Insulti razzisti all’arbitro: la condanna della sezione Arbitri di Imperia

Come anticipato dal nostro giornale nella giornata di ieri, domenica 17 febbraio, nel corso del match tra Cervo e Don Bosco Vallecrosia, giocata presso il campo Marengo di Diano Marina, il 22enne arbitro italiano, di origine ecuadoregna, Edwin Joel Meza Paredes, è stato oggetto di pesanti insulti a sfondo razzista.

Vieni fuori che ti insegniamo a parlare la nostra lingua“, “Tornatene al tuo paese“. Queste alcune delle frasi rivolte dal pubblico all’indirizzo del giovane direttore di gara che, temendo per la propria incolumità, dopo essersi chiuso all’interno dello spogliatoio al termine della partita, ha chiesto l’intervento del 112.

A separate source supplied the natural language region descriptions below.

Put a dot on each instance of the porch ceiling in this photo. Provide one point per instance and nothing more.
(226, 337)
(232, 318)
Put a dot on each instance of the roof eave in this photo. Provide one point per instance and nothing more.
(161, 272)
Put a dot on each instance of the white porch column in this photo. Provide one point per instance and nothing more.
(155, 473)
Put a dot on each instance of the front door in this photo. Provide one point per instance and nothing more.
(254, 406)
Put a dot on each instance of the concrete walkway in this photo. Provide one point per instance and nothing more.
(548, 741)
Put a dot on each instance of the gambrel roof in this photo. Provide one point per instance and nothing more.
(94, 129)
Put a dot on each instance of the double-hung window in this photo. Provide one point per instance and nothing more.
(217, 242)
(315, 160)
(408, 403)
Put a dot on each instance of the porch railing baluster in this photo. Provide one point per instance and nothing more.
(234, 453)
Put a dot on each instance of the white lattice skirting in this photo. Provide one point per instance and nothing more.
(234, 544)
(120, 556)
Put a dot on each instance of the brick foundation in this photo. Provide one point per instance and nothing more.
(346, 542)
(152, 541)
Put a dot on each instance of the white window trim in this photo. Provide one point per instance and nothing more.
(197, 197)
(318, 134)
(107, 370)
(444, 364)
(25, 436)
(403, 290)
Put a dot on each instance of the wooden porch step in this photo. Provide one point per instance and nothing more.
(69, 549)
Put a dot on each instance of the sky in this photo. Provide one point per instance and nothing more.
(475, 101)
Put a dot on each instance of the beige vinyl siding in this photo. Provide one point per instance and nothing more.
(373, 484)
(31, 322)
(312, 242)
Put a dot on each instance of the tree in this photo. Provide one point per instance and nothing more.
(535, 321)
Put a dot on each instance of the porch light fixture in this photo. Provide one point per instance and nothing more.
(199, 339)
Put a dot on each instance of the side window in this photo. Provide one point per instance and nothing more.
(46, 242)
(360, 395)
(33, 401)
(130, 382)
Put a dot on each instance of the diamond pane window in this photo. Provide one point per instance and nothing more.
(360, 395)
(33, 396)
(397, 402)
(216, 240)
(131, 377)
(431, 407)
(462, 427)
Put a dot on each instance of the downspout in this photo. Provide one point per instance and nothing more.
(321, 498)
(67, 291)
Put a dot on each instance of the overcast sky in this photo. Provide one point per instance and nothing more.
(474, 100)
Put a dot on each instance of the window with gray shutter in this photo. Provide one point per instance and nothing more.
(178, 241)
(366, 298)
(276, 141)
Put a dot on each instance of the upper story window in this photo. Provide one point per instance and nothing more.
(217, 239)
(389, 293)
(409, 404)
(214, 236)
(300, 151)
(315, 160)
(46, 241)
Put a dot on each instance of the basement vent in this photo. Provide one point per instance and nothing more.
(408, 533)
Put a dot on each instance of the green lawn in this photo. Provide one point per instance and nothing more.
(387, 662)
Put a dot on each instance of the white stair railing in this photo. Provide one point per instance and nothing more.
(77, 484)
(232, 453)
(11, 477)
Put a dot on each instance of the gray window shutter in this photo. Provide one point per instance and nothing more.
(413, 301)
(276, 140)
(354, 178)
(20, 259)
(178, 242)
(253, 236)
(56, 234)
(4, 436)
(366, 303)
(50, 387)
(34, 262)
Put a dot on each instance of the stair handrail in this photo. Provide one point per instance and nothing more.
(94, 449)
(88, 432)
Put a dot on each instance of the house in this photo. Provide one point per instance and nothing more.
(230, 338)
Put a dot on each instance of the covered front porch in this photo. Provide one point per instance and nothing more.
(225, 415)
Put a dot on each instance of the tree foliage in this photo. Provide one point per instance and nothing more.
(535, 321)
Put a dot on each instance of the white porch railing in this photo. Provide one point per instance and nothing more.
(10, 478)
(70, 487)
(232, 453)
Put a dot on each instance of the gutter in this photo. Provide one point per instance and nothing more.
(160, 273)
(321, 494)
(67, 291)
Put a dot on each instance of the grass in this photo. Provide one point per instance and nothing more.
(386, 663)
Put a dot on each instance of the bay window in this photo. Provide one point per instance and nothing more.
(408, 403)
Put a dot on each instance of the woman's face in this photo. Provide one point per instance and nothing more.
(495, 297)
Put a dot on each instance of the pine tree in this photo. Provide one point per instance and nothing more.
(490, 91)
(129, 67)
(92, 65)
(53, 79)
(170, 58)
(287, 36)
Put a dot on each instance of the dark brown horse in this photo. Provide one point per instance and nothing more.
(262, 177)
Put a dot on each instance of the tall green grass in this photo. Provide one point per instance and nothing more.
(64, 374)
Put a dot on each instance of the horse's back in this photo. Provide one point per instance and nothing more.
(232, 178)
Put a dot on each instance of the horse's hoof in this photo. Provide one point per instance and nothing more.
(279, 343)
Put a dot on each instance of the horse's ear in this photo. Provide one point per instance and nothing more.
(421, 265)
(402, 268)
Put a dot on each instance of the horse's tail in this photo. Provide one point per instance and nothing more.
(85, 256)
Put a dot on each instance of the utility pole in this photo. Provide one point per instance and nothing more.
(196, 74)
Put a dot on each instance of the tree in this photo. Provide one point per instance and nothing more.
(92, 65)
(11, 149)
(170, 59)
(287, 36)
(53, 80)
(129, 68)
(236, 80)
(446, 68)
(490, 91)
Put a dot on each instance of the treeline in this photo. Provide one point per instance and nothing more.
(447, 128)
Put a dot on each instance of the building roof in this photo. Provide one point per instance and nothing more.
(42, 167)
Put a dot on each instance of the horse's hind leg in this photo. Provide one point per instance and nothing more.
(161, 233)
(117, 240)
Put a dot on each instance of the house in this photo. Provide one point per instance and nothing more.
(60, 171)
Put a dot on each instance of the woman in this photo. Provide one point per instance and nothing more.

Sul posto è intervenuta la Polizia Municipale di Diano Marina che ha scortato l’arbitro sino all’ingresso dell’autostrada.

“Sono episodi da condannare che nulla hanno a che vedere con lo sport e con il gioco del calcio – ha dichiarato a ImperiaPost il presidente della sezione Arbitri di Imperia Alessandro Savioli – “Chi manifesta in questo modo sono persone tristi che non si posso definire tifosi, ma frustrati. Persone che sfogano i propri problemi quotidiani con questi atti inqualificabili”.

L’episodio, come da prassi, è finito nella lente di ingrandimento della Questura.